Je commence souvent à écrire au milieu de la nuit, réveillé par une phrase qui me danse dans la tête, tambourinant si fort dans mon crâne qu’elle finit par me réveiller. Dans mon état comateux, je n’essaie pas de savoir ce qu’elle veut dire réellement. C’est une musique, une image, un nom, c’est un dialogue, une idée, un groupe de mots dont l’arrangement bizarre me séduit… Parfois, délicieusement, il s’agît de la réponse automatique à une question narrative que je me suis posée en m’endormant et dont la clarté, la simplicité m’enchantent. Comment n’y avais-je pas pensé ? D’une façon ou d’une autre, je n’essaie pas plus de « m’en souvenir » qu’on ne se souvient d’un rêve ; je la laisse où elle est, je me laisse bercer par sa musique, elle me communique une impression de certitude provisoire que je trouve profondément satisfaisante. Je ne la juge pas d’un point de vue critique – on écrit « la porte fermée », dit quelqu’un, « et on relit la porte ouverte ».
Les yeux encore collés, avec juste assez de lucidité pour essayer de ne pas réveiller ma femme, je cherche une paire de chaussettes (rien de pire que d’avoir froid aux pieds pour interrompre l’élan créatif) et je descends à mon bureau en essayant de ne pas me casser la gueule dans l’escalier.

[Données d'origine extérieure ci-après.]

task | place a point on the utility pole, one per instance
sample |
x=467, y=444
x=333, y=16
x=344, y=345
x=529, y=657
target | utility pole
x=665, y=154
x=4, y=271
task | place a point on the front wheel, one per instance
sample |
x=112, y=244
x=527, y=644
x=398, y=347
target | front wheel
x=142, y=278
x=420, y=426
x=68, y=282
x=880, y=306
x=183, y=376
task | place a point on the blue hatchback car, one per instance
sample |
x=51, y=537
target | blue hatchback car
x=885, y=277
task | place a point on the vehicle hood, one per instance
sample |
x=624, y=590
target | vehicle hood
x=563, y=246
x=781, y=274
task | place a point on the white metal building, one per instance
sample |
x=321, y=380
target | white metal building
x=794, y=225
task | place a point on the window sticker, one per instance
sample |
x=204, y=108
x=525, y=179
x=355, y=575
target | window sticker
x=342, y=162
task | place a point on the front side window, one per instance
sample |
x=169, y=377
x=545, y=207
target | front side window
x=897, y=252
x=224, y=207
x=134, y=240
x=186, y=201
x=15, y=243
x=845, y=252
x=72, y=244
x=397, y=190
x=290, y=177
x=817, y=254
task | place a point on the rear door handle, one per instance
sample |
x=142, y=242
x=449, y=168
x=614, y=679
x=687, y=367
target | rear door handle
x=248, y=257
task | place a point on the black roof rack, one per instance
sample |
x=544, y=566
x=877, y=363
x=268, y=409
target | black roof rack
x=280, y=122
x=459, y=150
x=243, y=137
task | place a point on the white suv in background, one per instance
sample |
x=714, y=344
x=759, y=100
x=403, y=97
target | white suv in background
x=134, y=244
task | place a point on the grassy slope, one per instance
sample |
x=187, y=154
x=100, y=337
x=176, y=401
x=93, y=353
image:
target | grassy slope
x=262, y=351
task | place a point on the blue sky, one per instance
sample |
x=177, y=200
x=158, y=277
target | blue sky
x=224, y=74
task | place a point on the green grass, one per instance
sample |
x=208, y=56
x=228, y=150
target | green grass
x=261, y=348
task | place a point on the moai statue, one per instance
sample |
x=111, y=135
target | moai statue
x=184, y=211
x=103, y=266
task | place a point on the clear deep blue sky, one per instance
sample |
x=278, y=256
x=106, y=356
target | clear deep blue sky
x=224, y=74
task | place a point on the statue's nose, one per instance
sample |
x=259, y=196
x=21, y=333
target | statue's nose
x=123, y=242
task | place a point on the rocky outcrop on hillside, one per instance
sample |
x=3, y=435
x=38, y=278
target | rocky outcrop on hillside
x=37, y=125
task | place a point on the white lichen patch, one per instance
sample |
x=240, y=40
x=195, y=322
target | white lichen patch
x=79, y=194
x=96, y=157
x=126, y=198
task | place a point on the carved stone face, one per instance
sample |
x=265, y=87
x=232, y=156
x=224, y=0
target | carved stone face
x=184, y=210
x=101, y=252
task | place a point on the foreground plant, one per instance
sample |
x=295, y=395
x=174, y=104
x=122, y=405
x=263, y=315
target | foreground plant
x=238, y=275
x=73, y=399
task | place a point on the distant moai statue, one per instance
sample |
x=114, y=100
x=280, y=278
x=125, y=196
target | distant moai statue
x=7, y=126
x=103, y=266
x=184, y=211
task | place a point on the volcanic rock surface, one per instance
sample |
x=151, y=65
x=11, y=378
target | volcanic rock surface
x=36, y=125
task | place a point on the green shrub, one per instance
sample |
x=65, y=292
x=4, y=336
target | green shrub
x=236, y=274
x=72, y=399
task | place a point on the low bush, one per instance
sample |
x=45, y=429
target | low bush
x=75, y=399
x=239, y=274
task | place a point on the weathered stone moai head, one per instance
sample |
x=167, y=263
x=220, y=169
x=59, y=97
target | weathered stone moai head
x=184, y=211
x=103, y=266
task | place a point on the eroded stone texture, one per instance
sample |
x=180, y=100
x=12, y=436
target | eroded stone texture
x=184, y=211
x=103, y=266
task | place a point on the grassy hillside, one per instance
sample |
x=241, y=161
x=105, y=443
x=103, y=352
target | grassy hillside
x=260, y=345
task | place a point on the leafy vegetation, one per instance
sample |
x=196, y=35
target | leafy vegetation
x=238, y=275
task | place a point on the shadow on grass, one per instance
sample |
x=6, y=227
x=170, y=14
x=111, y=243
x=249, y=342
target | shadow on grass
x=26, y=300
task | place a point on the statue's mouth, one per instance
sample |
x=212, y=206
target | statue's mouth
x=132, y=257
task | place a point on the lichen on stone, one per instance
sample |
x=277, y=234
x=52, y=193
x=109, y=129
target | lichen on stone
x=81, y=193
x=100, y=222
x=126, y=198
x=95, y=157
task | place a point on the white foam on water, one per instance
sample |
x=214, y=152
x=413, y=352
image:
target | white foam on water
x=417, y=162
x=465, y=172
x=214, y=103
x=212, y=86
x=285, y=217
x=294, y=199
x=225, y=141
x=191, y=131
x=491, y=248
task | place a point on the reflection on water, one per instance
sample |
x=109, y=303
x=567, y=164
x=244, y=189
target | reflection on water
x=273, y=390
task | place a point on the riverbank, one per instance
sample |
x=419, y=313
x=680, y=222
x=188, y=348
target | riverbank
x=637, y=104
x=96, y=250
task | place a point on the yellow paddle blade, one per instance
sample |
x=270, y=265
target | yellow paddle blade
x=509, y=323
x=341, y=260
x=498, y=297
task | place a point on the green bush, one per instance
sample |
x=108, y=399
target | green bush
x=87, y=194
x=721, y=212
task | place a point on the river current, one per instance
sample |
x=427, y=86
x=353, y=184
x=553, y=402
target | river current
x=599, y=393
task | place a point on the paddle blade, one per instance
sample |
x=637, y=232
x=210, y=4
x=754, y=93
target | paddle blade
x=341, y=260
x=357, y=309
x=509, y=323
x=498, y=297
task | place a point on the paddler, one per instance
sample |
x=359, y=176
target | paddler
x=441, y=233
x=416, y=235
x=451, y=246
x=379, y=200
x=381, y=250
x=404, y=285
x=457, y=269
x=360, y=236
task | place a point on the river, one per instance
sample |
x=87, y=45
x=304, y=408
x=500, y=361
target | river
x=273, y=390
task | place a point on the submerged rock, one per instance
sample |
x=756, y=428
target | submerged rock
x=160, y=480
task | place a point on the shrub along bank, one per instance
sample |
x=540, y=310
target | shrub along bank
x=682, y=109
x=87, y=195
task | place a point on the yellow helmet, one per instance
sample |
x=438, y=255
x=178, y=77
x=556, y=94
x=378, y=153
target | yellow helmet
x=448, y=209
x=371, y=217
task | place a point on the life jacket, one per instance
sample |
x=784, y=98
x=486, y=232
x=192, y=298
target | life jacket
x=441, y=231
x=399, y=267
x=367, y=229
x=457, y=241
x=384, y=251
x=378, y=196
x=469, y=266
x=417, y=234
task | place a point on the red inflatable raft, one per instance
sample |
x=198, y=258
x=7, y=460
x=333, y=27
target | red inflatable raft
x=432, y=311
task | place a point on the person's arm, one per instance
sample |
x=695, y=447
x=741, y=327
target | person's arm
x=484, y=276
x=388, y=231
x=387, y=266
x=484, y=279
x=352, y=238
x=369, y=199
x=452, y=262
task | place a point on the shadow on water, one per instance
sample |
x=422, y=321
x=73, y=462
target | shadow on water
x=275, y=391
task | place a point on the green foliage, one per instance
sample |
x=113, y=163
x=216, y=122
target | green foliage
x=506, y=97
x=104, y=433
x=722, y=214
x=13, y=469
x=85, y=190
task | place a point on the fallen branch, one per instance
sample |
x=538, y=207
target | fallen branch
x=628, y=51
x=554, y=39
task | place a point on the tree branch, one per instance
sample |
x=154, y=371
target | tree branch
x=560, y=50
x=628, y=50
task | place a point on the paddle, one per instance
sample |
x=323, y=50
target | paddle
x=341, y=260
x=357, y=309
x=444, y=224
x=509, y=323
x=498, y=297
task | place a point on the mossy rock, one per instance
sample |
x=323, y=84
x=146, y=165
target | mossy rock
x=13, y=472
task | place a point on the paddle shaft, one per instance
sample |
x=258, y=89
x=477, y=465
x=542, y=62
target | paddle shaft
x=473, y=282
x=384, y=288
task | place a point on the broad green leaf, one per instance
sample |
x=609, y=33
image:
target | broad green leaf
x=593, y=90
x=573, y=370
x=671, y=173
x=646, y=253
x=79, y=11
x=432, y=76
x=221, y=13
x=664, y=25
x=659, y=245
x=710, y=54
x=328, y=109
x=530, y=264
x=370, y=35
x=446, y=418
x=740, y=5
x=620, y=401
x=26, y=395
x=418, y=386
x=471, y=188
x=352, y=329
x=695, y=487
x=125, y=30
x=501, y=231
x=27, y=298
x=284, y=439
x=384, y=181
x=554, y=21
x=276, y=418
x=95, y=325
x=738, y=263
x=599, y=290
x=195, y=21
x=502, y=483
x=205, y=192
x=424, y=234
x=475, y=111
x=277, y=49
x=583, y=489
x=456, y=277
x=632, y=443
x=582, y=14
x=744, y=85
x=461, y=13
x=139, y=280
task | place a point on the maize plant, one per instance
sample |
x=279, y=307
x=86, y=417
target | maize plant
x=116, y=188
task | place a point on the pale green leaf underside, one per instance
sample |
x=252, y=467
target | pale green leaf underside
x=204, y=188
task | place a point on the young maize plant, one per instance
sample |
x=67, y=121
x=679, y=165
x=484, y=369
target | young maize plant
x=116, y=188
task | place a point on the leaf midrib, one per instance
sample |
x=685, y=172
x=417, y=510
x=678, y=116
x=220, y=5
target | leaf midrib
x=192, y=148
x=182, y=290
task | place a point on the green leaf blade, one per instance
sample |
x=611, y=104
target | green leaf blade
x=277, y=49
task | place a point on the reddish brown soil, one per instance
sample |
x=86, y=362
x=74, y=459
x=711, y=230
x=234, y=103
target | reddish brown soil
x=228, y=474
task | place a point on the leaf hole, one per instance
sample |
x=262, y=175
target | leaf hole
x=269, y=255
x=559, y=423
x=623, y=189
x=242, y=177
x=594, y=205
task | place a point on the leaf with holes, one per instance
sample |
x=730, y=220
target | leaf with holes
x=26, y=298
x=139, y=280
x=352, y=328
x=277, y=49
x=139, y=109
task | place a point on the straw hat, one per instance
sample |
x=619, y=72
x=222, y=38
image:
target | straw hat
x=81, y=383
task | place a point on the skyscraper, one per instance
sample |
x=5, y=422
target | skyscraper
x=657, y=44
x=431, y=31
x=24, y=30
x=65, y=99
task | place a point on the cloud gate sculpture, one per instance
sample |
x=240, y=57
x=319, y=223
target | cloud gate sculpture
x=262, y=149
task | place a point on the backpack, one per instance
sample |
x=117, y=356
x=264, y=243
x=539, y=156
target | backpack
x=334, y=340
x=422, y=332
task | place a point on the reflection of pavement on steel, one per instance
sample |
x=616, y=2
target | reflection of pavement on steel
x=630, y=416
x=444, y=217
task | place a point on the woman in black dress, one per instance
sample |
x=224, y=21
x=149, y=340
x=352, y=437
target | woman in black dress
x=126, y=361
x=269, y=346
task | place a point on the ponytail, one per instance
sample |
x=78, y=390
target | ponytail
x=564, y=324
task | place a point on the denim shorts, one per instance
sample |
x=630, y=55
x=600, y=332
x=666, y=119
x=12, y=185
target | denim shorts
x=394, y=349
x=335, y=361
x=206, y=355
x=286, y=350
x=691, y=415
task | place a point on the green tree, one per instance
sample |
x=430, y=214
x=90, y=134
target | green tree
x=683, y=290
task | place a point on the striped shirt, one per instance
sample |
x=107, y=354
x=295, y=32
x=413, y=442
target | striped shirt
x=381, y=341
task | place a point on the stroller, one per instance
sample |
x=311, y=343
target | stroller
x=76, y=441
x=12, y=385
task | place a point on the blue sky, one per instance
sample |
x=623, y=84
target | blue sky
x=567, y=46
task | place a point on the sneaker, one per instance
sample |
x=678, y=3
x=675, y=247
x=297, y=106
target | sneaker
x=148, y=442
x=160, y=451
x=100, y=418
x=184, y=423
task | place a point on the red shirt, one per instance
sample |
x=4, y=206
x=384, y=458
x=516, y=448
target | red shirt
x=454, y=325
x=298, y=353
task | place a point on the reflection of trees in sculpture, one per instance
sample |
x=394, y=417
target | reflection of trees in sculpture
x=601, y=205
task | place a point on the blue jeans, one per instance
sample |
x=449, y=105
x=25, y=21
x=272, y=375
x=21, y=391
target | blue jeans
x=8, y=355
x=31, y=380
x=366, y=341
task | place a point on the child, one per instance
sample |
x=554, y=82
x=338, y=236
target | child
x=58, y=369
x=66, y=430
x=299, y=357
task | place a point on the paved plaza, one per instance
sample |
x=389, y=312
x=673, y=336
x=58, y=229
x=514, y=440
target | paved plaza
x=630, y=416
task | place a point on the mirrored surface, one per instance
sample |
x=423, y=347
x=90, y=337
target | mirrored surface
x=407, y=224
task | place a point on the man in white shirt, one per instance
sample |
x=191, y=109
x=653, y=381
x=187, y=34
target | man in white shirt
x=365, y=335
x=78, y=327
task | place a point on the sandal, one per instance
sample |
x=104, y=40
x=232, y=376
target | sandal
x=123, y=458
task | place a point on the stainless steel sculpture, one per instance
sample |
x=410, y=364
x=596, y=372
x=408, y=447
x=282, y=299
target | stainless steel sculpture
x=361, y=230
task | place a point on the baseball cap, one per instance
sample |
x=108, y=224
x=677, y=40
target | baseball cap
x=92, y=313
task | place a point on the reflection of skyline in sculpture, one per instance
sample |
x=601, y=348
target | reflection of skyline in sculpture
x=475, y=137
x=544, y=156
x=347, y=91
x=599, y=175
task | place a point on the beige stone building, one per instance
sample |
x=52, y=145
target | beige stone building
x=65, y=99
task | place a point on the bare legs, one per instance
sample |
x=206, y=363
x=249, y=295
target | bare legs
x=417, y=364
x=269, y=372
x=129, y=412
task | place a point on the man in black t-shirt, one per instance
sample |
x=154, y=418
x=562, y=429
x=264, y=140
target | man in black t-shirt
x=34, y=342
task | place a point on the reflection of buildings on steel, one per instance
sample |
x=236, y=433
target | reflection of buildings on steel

Aragon prétend qu’en écrivant le début des Cloches de Bâle : « Cela ne fit rire personne quand Guy appela M. Romanet papa » – une phrase qui m’a toujours épaté par sa netteté – il n’avait pas la moindre idée de qui étaient Guy, son papa, et ce M. Romanet. Si non è vero… Et en tout cas, cela témoigne de cette confiance inébranlable, de cette foi si l’on veut, qui ne peut naître que dans les rêves.